I know that, for example we have
$$\frac{\delta g^{jk}}{\delta g^{lm}}=\delta^{j}_{(l}\delta^{k}_{m)}.$$ This topic was discussed previously e.g. on Physicsforums.com and on Phys.SE.
So I was wondering, how can I compute $\frac{\delta R^{j}_{klm}}{\delta R^{a}_{bcd}}$?
And in general, how can I compute this quantity for a tensor with some symmetries?
The expression you are looking for is \begin{equation} \frac{\partial R_{\alpha\beta\mu\nu}}{\partial R_{\rho\sigma\lambda\gamma}} = \frac{1}{2}\left(\delta_{\alpha\beta}^{\rho\sigma}\delta_{\mu\nu}^{\lambda\gamma} + \delta_{\alpha\beta}^{\lambda\gamma}\delta_{\mu\nu}^{\rho\sigma}\right). \end{equation} Where the deltas in the equation are \begin{equation} \delta_{\alpha\beta}^{\rho\sigma} = \frac{1}{2}\left(\delta_{\alpha}^{\rho}\delta_{\beta}^{\sigma} - \delta_{\alpha}^{\sigma}\delta_{\beta}^{\rho}\right) \end{equation} With this, both the symmetric and antisymmetric properties of the Riemann tensor are taken into account.
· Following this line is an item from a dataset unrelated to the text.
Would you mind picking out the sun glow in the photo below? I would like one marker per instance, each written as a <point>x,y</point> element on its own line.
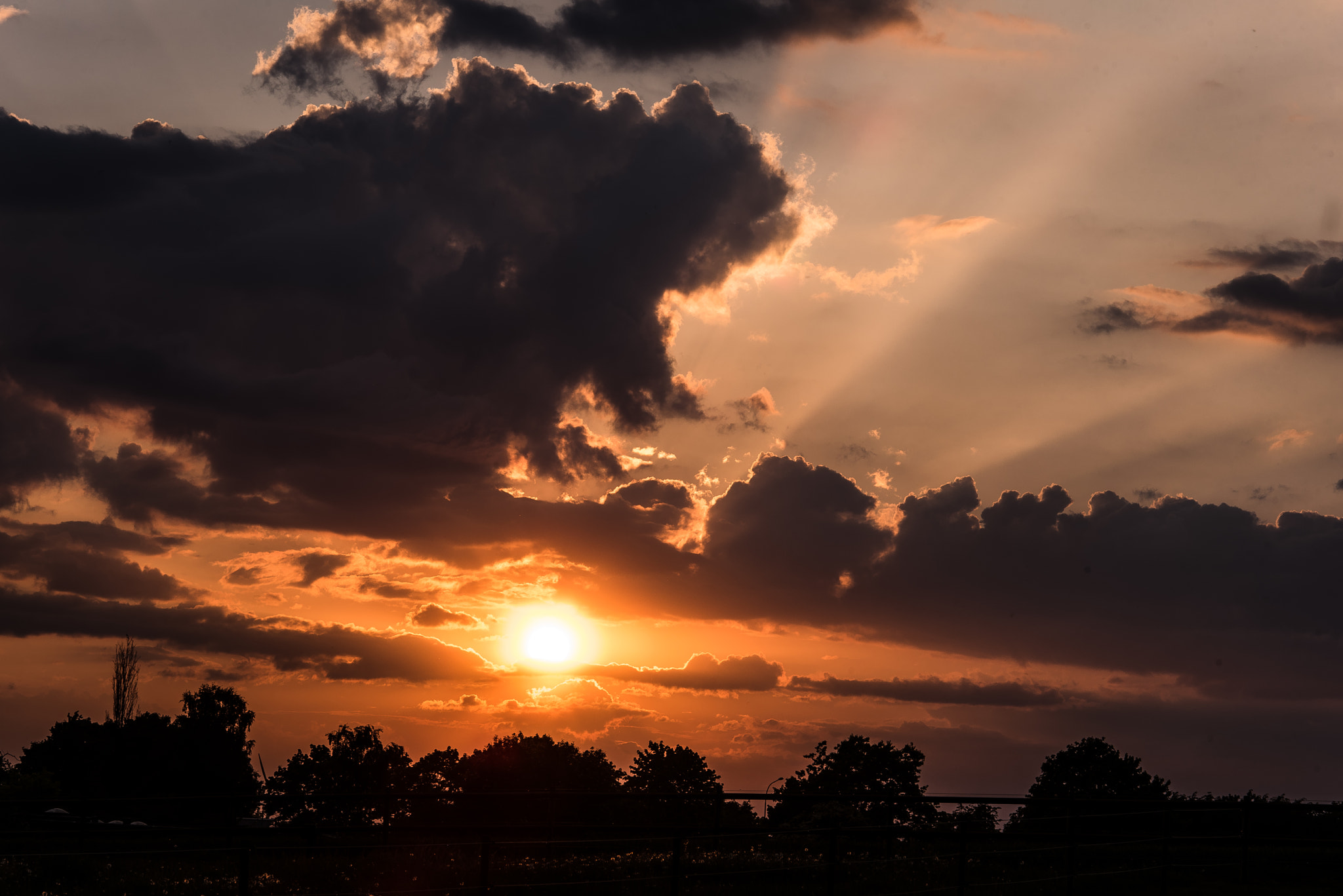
<point>548,641</point>
<point>550,637</point>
A more explicit expression is the following \begin{align} \frac{\partial R_{\alpha\beta\mu\nu}}{\partial R_{\rho\sigma\lambda\gamma}} &= \frac{1}{8}\left[(\delta_{\alpha}^{\rho}\delta_{\beta}^{\sigma}\delta_{\mu}^{\lambda}\delta_{\nu}^{\gamma} - \delta_{\alpha}^{\rho}\delta_{\beta}^{\sigma}\delta_{\mu}^{\gamma}\delta_{\nu}^{\lambda} - \delta_{\alpha}^{\sigma}\delta_{\beta}^{\rho}\delta_{\mu}^{\lambda}\delta_{\nu}^{\gamma} + \delta_{\alpha}^{\sigma}\delta_{\beta}^{\rho}\delta_{\mu}^{\gamma}\delta_{\nu}^{\lambda})\right. \nonumber \\[5pt] &\left.+ (\delta_{\alpha}^{\lambda}\delta_{\beta}^{\gamma}\delta_{\mu}^{\rho}\delta_{\nu}^{\sigma} - \delta_{\alpha}^{\lambda}\delta_{\beta}^{\gamma}\delta_{\mu}^{\sigma}\delta_{\nu}^{\rho} - \delta_{\alpha}^{\gamma}\delta_{\beta}^{\lambda}\delta_{\mu}^{\rho}\delta_{\nu}^{\sigma} + \delta_{\alpha}^{\gamma}\delta_{\beta}^{\lambda}\delta_{\mu}^{\sigma}\delta_{\nu}^{\rho})\right] \end{align} I've also been told by my doctoral advisor that the following equation also works \begin{equation} \frac{\partial R_{\alpha\beta\mu\nu}}{\partial R_{\rho\sigma\lambda\gamma}} = \frac{1}{2}\delta_{\alpha\beta}^{\rho\sigma}\delta_{\mu\nu}^{\lambda\gamma}, \end{equation} but I fail to see how is the symmetric property of the Riemann tensor is considered.